Working Papers

  • Liquidity Based Contracting: A Path to Greater Efficiency in Payday Lending [Job Market Paper]

    Presented at: Columbia Business School ● Consumer Finance Protection Bureau x2 ● Federal Reserve Bank of Philadelphia x2 ● Federal Reserve Board x2 ● Georgia Institute of Technology ● Stockholm School of Economics ● Office of Financial Research, Treasury ● Federal Deposit Insurance Corporation ● AFFECT ● Federal Reserve Bank of Atlanta ● WFA 2024: Early Career Women in Finance Conference ● Junior Household Finance Seminar Series x2

    The $15b payday loan market is criticized for its excessively high prices and high loan-renewal rates. In this paper, I study how payday loan borrower welfare can improve by examining these criticisms. First, I use bank-transaction level data on household spending, income, and payday loan activity to document three novel stylized facts on borrowers. Together, they suggest that a payday borrower is poor, has volatile income, and uses payday loans to smooth baseline consumption needs after an adverse idiosyncratic income shock. Second, I use these findings to motivate a short-term lending model. The equilibrium contract in a fleshed-out model with asymmetric information and rate caps matches the real-life payday loan contract when borrowers have low expected income and high income volatility relative to the initial loan and baseline consumption needs. Third, I calibrate my model using my bank-transaction dataset. I find that, relative to borrower utility in my calibrated model, welfare increases between 5% and 28.7% when rollover fees are decreased, initial fees are increased, and lender profit is held constant. However, this increase is not monotonic, and points of inflection vary with the loan amount, suggesting that considering this dimension in contracts is necessary.

Work-in-progress

  • Efficient Mechanism for Joint Allocation of Social Funding of Emergency and Primary Healthcare Delivery to Uninsured Patient Populations [Draft available on request] (joint with Ujjal Mukherjee and Sridhar Seshadri)

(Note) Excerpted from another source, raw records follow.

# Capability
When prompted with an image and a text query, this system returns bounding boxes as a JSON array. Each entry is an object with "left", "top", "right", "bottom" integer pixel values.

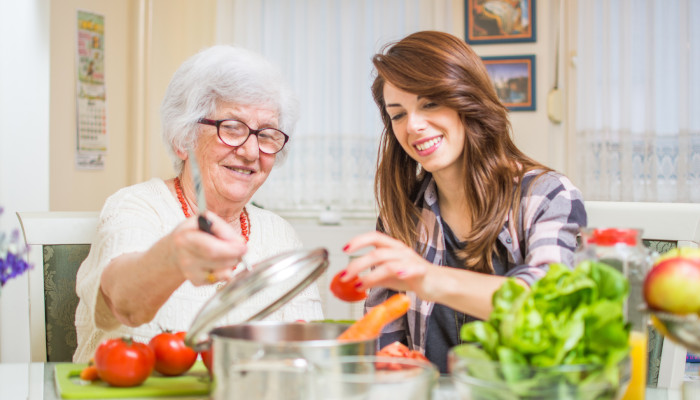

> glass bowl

[
  {"left": 648, "top": 310, "right": 700, "bottom": 353},
  {"left": 314, "top": 356, "right": 439, "bottom": 400},
  {"left": 448, "top": 346, "right": 631, "bottom": 400}
]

    Presented at: Purdue University Columbia Business School

    In this paper, we perform an economic analysis of the Global Payment Program (GPP) instituted in 2014 by the Department of Health Services in the state of California. The GP allows healthcare providers to extend primary and preventative care to uninsured patients. It is supported by a fraction of the federally funded Disproportionate Share Hospital (DSH) scheme, which allows a fixed and assured payment to healthcare organizations against set targets. First, we derive equilibrium conditions for healthcare organizations to invest in emergency outpatient capacity above the mandated minimum levels in the absence of GPP, i.e., with only DSH payments. Second, we derive the equilibrium conditions for hospitals to participate in the GPP program, and invest in emergency outpatient capacity under combined GPP and DSH payments. We show that in general GPP increases the social surplus of healthcare services. Finally, we analyze conditions under which the social planner can maximize the social surplus from GPP program. Particularly, we derive the optimal set-aside amount for GPP from DSH, and derive optimal allocation policies for GPP funds by comparing between demand driven allocation policies, and supply driven allocation policies. This paper contributes by demonstrating that social support for primary and preventative care, in addition to emergency care, has the potential to improve social surplus from healthcare services.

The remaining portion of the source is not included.